A Simple Dream

A mum in the UK recently took her own life. Fellow PPD blogger Ivy Shih Leung wrote a very long and insightful piece about it here.

While I have not read anything beyond Ivy’s piece, I want to address one of the issues Ivy touches on in her post. For me, it is one of the primary reasons women who struggle with a Perinatal Mood & Anxiety Disorder still fight so desperately with reaching out for help and then with actually receiving the proper help.

Our battle has multiple levels. Were PMAD’s a video game, we would have to survive level after harrowing level before finally reaching a properly educated doctor or therapist. Some of us may be lucky enough to skip all these harrowing levels but for most of us, we are destined to fight with all we have while we don’t have much just to get by in a world expecting us to be super mom while we are at it.

First, we have to fight with ourselves to acknowledge that there is a problem.

Then, we fight with loved ones for help with every day tasks and with reaching out for help.  We fight the argument that we are “faking” or “pretending” just to get out of housework or parenting. We are, some of us, told to suck it up and get over it. Move on. We’ll fall in love with our children eventually. Worse yet, some of us are told depression is some sort of luxury the former generations did not have time with which to deal.

Next, we fight with the front desk folks at the doctor’s office who may tell us such things as “If you’re not suicidal, don’t call us until you are.” (And yes, shamefully, that DOES happen in real life).

We then level up to arguing with a doctor who may brilliantly tell us that our hormones should be back in order by now so of course it can’t be Postpartum Depression despite the fact that we just admitted several high risk symptoms to them. So we are referred to the therapist who calls and reschedules until we are exhausted and cancel altogether.

So we suck it up and try to make do on our own until the next baby when we completely fall apart and start the entire routine all over again. Only this time around, there is a little less resistance from family members and friends because they have seen you go through this before and realize that maybe, just maybe, she isn’t making it up this time around.

But we have to stay off the Internet because it’s a dangerous place for a woman with a PMAD to be – we will be judged for breastfeeding while taking medication or for giving formula because we have to medicate.
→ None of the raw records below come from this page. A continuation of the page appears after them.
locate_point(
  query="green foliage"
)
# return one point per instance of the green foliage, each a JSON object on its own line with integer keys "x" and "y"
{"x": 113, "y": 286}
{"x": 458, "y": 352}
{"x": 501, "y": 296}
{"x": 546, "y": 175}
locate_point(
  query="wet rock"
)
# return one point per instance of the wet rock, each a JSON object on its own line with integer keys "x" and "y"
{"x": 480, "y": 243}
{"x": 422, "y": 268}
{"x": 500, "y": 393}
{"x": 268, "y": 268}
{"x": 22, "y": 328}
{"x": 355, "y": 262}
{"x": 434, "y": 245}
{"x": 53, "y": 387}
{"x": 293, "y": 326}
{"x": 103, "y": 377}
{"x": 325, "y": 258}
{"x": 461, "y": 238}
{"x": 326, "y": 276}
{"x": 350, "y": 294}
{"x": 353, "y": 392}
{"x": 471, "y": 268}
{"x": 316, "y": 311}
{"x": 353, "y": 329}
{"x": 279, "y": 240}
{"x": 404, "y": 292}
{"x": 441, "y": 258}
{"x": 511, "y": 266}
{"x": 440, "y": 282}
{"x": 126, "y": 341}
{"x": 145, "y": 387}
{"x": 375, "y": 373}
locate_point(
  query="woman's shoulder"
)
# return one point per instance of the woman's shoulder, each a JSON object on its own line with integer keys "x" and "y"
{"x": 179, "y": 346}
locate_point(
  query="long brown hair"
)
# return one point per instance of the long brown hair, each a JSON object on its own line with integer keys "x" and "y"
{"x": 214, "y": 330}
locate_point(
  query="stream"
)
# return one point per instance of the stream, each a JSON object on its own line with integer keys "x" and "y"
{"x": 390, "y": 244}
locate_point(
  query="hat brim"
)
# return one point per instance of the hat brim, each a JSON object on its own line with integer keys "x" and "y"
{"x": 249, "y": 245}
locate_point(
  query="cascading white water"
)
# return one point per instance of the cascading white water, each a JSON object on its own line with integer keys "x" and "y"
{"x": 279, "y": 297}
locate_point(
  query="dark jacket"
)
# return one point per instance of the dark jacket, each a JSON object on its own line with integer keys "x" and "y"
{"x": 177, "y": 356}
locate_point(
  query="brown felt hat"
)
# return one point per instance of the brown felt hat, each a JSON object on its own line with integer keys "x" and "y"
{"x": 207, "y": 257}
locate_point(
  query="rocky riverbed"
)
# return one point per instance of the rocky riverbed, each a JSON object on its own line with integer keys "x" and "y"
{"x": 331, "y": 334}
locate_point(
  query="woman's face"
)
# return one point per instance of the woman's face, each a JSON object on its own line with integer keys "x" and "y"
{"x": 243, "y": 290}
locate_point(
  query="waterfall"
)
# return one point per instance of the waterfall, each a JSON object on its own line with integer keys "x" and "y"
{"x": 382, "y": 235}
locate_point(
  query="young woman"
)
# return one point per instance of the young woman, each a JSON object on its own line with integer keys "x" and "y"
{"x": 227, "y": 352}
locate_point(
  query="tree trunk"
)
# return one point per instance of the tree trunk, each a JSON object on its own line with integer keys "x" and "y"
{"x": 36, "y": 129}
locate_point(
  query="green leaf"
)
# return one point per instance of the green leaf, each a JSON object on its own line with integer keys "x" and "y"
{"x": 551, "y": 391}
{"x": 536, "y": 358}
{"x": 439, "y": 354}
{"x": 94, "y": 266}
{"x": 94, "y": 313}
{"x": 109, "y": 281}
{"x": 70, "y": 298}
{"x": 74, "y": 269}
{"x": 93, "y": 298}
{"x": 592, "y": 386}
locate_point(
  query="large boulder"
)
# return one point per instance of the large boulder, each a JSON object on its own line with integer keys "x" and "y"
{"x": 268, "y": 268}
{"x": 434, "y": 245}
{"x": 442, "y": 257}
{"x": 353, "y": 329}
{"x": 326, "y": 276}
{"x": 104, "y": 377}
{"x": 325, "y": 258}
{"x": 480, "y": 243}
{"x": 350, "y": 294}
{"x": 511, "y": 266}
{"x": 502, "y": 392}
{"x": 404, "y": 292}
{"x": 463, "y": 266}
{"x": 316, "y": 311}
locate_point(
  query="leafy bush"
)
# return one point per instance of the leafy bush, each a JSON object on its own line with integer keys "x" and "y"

We didn’t try hard enough to protect ourselves, there is something wrong with us. Damn straight there is something wrong with us – it’s an illness, it’s real, and it is hell.

Psychiatric stigma is bullshit. The divisiveness motherhood brings to a woman’s life is bullshit. Hell, sometimes just being a woman altogether is bullshit. Why we judge each other so harshly for our choices is so beyond me I don’t even know how to begin to understand why we do this. I’m serious – I truly do not understand the in-fighting or bickering.

It comes down to understanding one simple truth:

Each mother needs to do what is best for HER and for HER family. As long as she is doing just that, we do not need to judge, we do not need to place blame, stigma, guilt, or any other negative blanket upon her or her family.

The Internet can be a fabulous place for support if you end up surrounded by the right people and ignore the wrong people. It’s finding the wonderful people that is the challenge.

I have a simple dream, in closing. It’s a dream that one day, mothers of all sort of different beliefs, will be able to have a discussion about parenting without inadvertently reducing each other to panic attacks and/or tears because they’ve judged someone for doing something outside the realm of *their* comfort zone.

One day, right?

6 thoughts on “A Simple Dream

  1. ivyshihleung

    Ha! Yes, it was loooong. Not known to be very succinct. Thank you SO much for mentioning it in your own post! Glad to see I’m not alone in voicing frustration about yet another poor mom (and family) falling through the cracks. Many of us mamas who have been through our own harrowing PPD journeys share the same dream of never hearing another tragedy like this again. Heck, not hearing about health professionals failing to see the signs and hear the cries for help from mamas in distress would be nice!

  2. mrslx

    Oh Lauren…I have the same dream. One where a mother can raise her baby best way she knows how, not the society’s way. Where mothers across the world were equiped with the right tools (internet) to help them through. Where PMAD’s were treated seriously with a lot more urgency.
    We have a dream…

  3. phaerygurl

    I know I already have a comment, since I shared this on my blog as well. Reading yet another story about a mom that fell through the cracks reminds me of the luck that I had when I developed PPA/OCD, and it makes me angry and sad at the same time. I’m lucky in that I knew something was wrong and was prepared to go on medication if necessary. My husband was supportive of me, and though I had to jump through a couple of small hoops, I struck gold with my first therapist, who was/is amazing! (I no longer live in that state, otherwise, I’d still be seeing her). All this being said, I had a similar problem when I started becoming suicidal. I was given an appointment 3 weeks out, then I had my breakdown.

    It angers and saddens me so much know how many barriers there are and yet should not be. How many dead mothers (and sometimes children) do we need before changes are made? I love your dream…I pray it comes true sonner rather than later.